Fortunately, for Whitford, the most arresting performance came on the racetrack.
“I was pretty lucky to have that Plate be the first one I saw in person.”
Although he was just starting his journey towards becoming a jockey, and there was no thought of chasing Queen’s Plate glory, what Justin Stein saw in the 2004 edition of the “Gallop for the Guineas” has stuck with him to this day.
“It was on TV and I was in Vancouver. To be honest, I didn’t know much about the Plate at that time. In 2004 – I was just learning how to gallop and work horses – I watched Niigon win it. I remember [jockey] Robert Landry – and I didn’t know much about race-riding – setting his horse up in a great position early. I think that strategy ended up winning him the race. That left an impression on me.”
It was something Stein recalled when he got a leg-up on Strait of Dover in the 2012 Plate.
The British Columbia-bred son of English Channel went off as the second choice in the race, but the man in the irons rode the dark bay as if he were 1-9.
Strait of Dover led from start to finish.
“The rain really came down after the race was over, but no one connected to the horse, including me, cared at all. We were drenched… it was amazing.”
Did he take anything from the first Plate he saw and incorporate it into his winning playbook eight years later?
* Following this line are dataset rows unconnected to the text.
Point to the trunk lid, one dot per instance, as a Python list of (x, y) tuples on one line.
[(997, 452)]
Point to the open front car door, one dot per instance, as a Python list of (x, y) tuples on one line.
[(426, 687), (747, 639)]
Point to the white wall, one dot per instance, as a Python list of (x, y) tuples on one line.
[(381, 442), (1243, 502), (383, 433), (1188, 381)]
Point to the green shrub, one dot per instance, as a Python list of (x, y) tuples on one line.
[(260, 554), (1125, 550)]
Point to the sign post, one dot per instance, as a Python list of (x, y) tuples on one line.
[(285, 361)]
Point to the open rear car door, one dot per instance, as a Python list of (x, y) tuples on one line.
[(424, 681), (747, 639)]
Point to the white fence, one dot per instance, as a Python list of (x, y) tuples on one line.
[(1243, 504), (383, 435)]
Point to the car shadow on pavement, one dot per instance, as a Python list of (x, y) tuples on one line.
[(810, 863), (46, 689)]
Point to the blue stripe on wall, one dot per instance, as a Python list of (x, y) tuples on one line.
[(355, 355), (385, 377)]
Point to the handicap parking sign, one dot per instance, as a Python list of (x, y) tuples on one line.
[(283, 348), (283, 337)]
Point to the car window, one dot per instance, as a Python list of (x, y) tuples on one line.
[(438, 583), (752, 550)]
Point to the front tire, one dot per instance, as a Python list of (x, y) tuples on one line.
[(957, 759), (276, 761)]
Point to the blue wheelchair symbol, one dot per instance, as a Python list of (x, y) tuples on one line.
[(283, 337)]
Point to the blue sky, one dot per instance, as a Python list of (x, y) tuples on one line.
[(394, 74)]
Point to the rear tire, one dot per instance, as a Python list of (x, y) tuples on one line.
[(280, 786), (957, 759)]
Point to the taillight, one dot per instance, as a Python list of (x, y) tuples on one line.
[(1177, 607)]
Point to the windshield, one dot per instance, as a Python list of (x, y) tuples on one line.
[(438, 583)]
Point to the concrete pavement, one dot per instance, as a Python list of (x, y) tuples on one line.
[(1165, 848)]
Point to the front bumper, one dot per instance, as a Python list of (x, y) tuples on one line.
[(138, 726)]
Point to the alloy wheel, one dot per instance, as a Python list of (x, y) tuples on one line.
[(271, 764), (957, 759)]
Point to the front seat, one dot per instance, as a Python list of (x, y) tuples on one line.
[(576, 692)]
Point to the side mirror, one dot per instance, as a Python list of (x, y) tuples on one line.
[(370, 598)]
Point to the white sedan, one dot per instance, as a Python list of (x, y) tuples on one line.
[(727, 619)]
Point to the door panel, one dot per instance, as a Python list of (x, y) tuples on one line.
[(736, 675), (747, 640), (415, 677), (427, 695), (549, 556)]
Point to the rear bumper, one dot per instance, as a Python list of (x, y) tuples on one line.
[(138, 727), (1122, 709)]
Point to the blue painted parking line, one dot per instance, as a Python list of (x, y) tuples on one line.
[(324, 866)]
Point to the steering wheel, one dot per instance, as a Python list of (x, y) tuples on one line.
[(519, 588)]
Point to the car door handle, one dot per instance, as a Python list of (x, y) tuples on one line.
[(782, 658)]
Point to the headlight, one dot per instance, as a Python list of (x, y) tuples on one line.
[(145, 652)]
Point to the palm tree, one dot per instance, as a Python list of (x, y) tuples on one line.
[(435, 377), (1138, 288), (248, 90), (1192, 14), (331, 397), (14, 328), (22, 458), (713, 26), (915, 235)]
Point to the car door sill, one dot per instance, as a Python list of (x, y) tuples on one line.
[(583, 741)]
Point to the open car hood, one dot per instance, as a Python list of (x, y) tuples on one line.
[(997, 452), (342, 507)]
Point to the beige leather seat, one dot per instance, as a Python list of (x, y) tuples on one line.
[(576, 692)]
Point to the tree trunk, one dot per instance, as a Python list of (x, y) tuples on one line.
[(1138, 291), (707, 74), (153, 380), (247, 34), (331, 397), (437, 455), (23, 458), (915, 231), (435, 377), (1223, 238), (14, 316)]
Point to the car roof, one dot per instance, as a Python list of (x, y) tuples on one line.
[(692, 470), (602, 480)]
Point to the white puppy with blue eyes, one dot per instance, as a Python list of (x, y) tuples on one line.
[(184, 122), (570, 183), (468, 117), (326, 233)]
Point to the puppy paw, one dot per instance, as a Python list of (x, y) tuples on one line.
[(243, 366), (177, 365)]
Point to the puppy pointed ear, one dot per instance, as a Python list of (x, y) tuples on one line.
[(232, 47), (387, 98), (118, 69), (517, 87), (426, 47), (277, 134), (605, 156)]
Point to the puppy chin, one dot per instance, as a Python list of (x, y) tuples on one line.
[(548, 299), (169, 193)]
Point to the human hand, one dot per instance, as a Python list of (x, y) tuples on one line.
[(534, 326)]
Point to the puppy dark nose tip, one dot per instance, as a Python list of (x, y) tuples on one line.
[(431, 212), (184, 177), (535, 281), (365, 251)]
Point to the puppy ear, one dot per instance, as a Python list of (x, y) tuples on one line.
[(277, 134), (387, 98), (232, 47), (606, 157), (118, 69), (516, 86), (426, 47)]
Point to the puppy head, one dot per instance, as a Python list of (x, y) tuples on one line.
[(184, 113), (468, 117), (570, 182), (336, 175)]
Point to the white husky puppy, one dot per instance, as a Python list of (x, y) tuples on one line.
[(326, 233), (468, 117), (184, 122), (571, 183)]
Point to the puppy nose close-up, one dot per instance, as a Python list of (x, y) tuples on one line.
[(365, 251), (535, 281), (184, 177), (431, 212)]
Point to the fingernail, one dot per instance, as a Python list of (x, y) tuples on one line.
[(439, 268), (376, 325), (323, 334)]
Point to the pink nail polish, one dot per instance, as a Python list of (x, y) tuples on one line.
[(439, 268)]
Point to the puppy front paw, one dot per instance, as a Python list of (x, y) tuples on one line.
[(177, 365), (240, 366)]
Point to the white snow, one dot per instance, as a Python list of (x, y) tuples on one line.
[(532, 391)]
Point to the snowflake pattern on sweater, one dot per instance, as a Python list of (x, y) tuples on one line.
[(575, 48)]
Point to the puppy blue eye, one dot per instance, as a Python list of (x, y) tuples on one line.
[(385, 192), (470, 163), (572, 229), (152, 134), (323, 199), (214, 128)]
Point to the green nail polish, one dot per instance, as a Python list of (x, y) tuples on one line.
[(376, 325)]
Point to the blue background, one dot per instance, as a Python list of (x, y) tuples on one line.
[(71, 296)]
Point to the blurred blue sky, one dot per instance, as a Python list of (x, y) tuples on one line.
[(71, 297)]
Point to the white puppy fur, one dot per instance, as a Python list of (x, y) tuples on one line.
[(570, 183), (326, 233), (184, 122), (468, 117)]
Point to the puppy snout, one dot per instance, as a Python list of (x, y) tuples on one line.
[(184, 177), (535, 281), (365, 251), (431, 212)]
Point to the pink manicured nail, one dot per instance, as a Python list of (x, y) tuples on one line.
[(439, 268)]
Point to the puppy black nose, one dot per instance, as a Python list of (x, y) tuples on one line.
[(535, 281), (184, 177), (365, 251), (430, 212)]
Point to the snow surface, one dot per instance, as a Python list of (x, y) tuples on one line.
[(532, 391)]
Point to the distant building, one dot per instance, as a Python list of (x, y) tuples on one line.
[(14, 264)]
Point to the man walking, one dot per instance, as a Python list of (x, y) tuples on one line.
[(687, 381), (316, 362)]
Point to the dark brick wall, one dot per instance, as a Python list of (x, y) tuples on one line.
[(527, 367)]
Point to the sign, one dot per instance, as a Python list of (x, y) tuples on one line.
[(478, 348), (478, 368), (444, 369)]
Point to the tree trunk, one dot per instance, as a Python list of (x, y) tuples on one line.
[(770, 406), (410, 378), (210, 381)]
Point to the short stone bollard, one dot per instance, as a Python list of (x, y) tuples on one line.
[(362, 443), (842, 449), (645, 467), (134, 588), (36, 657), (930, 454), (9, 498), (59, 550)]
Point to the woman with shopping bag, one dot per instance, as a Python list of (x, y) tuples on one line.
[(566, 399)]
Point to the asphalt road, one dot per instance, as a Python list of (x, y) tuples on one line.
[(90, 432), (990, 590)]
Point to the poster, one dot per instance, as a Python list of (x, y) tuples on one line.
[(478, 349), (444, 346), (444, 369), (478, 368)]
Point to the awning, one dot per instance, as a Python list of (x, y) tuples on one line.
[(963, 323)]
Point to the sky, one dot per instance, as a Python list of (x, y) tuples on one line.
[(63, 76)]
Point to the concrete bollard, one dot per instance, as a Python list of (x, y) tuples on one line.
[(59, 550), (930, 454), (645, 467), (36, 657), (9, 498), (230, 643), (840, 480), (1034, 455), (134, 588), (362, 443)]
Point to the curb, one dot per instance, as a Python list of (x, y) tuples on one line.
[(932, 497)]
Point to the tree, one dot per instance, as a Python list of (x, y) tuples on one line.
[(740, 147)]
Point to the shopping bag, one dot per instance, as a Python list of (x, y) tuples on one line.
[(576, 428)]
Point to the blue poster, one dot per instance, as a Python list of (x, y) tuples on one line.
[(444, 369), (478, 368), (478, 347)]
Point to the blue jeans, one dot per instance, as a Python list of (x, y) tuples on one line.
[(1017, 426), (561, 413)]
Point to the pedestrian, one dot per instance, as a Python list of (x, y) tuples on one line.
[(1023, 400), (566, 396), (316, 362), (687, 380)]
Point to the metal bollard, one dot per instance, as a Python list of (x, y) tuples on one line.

“I hadn’t even ridden in a race in 2004, but when I watched that race, as I look back on it, to see the confidence Rob had in his horse, it really stayed with me. I had that confidence in my horse in 2012. I was calm. I knew I had a nice horse and I had the go-ahead to ride him the way I wanted to, not to worry about anything, and to have fun. And I did. That Plate that I saw in 2004, you saw someone who believed in their horse. That’s how I rode my Plate winner.”